Research teams based in Catania and Naples, Italy, will focus on applying the company's nanotechnology expertise to the development of new photovoltaic technologies. The announcement comes days after a huge power outage darkened most of Italy.
Photovoltaic research has long focused on increasing the efficiency of semiconductor-based solar cells. ST researchers have concluded, however, that little more can be done to improve efficiency or reduce manufacturing costs. Hence, they hope to use nanotechnology to produce cells with lower efficiencies about 10 percent rather 15 to 20 percent while reducing manufacturing costs.

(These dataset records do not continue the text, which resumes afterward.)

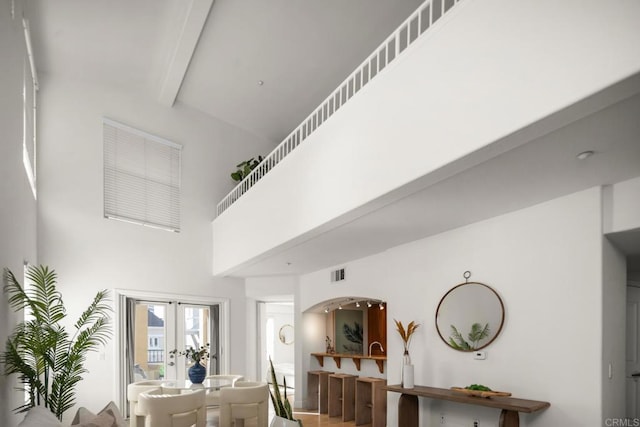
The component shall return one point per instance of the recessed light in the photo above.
(585, 155)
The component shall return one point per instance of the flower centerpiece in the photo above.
(407, 367)
(197, 372)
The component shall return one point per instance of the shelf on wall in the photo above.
(357, 358)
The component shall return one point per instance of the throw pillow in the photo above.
(109, 416)
(40, 416)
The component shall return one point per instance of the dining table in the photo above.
(207, 384)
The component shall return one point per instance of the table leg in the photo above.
(509, 419)
(408, 410)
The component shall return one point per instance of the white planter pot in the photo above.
(283, 422)
(407, 376)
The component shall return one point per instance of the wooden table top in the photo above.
(507, 403)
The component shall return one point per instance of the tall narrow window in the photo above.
(29, 91)
(141, 177)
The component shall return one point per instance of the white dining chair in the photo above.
(246, 400)
(133, 392)
(173, 410)
(213, 396)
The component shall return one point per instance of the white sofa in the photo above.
(109, 416)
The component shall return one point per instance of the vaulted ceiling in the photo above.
(260, 65)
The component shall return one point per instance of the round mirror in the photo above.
(469, 316)
(286, 334)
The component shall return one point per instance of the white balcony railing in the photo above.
(406, 34)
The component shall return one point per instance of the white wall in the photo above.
(623, 205)
(546, 264)
(265, 289)
(90, 252)
(614, 303)
(18, 208)
(405, 124)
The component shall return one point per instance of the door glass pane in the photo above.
(150, 341)
(196, 330)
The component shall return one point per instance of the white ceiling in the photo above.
(210, 55)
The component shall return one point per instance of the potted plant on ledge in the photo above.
(281, 405)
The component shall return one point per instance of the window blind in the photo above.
(141, 177)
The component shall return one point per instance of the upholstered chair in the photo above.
(245, 400)
(133, 391)
(213, 396)
(173, 410)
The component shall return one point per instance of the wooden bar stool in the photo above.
(342, 396)
(318, 390)
(371, 402)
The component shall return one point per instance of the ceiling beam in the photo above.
(185, 47)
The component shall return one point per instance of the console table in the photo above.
(509, 417)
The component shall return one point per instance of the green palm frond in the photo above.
(457, 341)
(478, 332)
(48, 361)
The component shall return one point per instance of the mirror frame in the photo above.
(495, 335)
(282, 335)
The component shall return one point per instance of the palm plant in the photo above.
(477, 333)
(48, 360)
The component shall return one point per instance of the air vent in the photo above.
(337, 275)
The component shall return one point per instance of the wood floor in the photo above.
(309, 419)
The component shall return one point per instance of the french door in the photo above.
(152, 326)
(161, 327)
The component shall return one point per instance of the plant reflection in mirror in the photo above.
(478, 333)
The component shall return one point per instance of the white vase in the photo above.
(283, 422)
(407, 376)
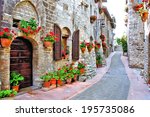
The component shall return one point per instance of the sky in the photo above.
(117, 8)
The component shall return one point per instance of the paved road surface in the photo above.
(113, 86)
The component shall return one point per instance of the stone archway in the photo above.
(21, 60)
(65, 35)
(25, 10)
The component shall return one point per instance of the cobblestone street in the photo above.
(113, 86)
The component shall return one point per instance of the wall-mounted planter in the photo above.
(93, 18)
(5, 42)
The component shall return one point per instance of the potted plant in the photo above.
(29, 28)
(83, 46)
(93, 18)
(81, 67)
(54, 79)
(6, 37)
(46, 78)
(98, 60)
(69, 77)
(97, 46)
(15, 78)
(62, 75)
(137, 7)
(75, 72)
(90, 46)
(102, 37)
(144, 16)
(49, 39)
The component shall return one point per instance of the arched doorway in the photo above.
(65, 36)
(21, 60)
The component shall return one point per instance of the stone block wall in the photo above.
(135, 39)
(26, 9)
(147, 49)
(66, 13)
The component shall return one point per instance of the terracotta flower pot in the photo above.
(144, 16)
(59, 82)
(5, 42)
(15, 88)
(75, 77)
(47, 44)
(82, 71)
(53, 81)
(98, 65)
(83, 50)
(46, 84)
(89, 49)
(69, 80)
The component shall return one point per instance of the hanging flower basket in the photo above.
(83, 46)
(49, 39)
(5, 42)
(137, 7)
(83, 50)
(90, 46)
(46, 84)
(96, 1)
(102, 37)
(144, 16)
(82, 71)
(47, 44)
(6, 37)
(93, 18)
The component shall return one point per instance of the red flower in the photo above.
(56, 39)
(59, 69)
(144, 0)
(1, 33)
(6, 30)
(52, 33)
(25, 30)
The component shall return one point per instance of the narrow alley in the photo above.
(113, 86)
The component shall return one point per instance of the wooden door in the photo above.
(21, 60)
(75, 46)
(57, 44)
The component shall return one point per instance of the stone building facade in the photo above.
(139, 40)
(70, 19)
(135, 38)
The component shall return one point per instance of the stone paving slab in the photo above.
(138, 89)
(113, 86)
(67, 91)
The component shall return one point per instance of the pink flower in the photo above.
(6, 30)
(1, 33)
(52, 33)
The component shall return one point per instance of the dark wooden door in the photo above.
(57, 44)
(21, 60)
(75, 46)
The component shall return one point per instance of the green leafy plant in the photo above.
(62, 74)
(46, 77)
(6, 33)
(81, 65)
(7, 93)
(83, 44)
(51, 37)
(29, 27)
(99, 59)
(123, 43)
(15, 78)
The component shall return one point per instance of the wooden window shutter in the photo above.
(57, 44)
(75, 46)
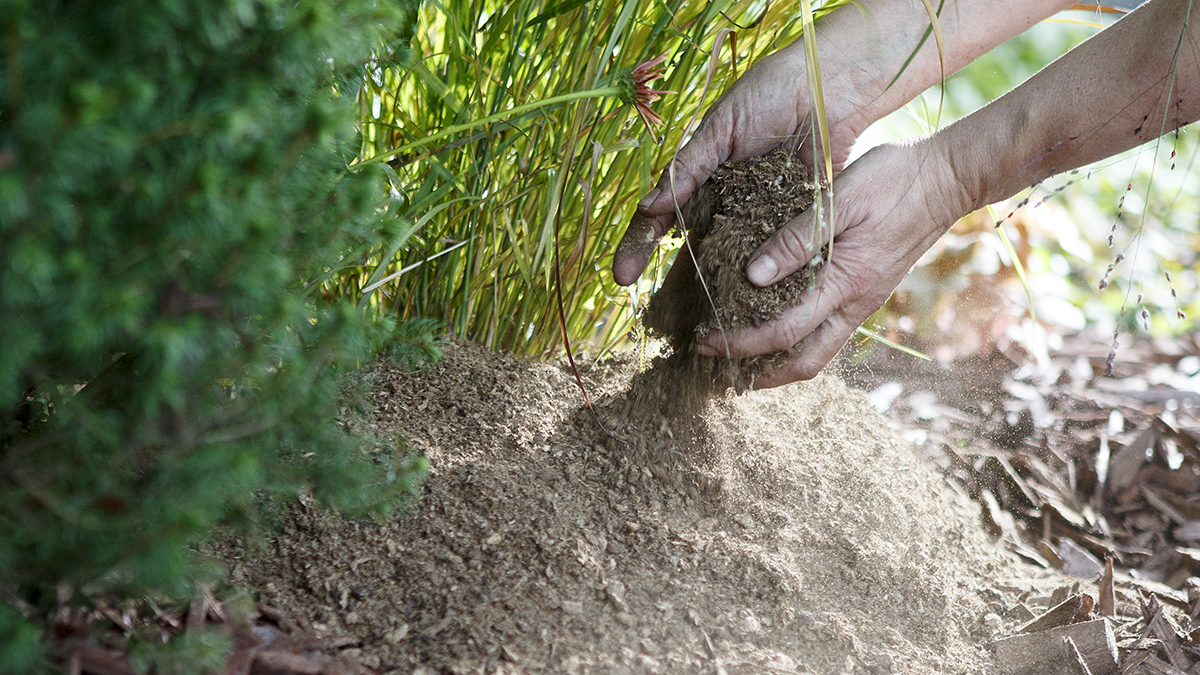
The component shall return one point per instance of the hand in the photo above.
(889, 207)
(766, 108)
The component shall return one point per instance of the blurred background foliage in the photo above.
(479, 216)
(966, 292)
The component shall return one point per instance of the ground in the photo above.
(667, 524)
(821, 544)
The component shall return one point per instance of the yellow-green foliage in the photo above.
(477, 213)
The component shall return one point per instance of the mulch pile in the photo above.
(1093, 476)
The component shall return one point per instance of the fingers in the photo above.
(657, 211)
(781, 333)
(819, 348)
(790, 249)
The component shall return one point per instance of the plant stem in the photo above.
(599, 93)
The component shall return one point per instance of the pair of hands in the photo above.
(888, 207)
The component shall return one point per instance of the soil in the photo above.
(727, 219)
(795, 533)
(673, 529)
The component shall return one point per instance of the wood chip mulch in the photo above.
(1095, 476)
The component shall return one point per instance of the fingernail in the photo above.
(649, 198)
(762, 270)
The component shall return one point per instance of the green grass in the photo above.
(514, 162)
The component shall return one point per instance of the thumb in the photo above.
(787, 250)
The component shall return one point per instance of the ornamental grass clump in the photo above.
(171, 173)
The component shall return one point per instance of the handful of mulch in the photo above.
(727, 219)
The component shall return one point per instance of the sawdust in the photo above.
(781, 531)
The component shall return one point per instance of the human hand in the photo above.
(889, 207)
(766, 108)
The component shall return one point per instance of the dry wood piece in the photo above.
(1079, 649)
(1108, 601)
(1059, 615)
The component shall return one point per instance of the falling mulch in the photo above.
(727, 219)
(543, 545)
(678, 529)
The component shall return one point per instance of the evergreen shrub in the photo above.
(171, 172)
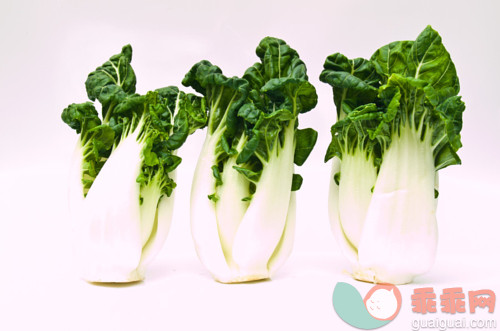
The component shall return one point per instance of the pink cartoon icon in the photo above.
(383, 301)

"Existing solar cell technologies are too expensive to be used on an industrial scale. The ability to produce low cost, high efficiency solar cells would dramatically change the picture and revolutionize the field of solar energy generation, allowing it to compete more effectively with fossil fuel sources," said. Salvo Coffa, who heads the ST research group developing the new solar cell technology.
The researchers will pursue an approach called the Graetzel cell, or dye-sensitized solar cell, that mimics photosynthesis in plants.
They will also develop low-cost solar cells using a full-organic approach in which a mixture of electron-acceptor and electron-donor organic materials are sandwiched between two electrodes. The nanostructure of the blend is considered crucial for the cell performance since the electron-donor and electron-acceptor materials must be in an intimate contact at distances below 10 nm.
ST said it plans to use Fullerene as the electron-acceptor material and an organic copper compound as the electron-donor.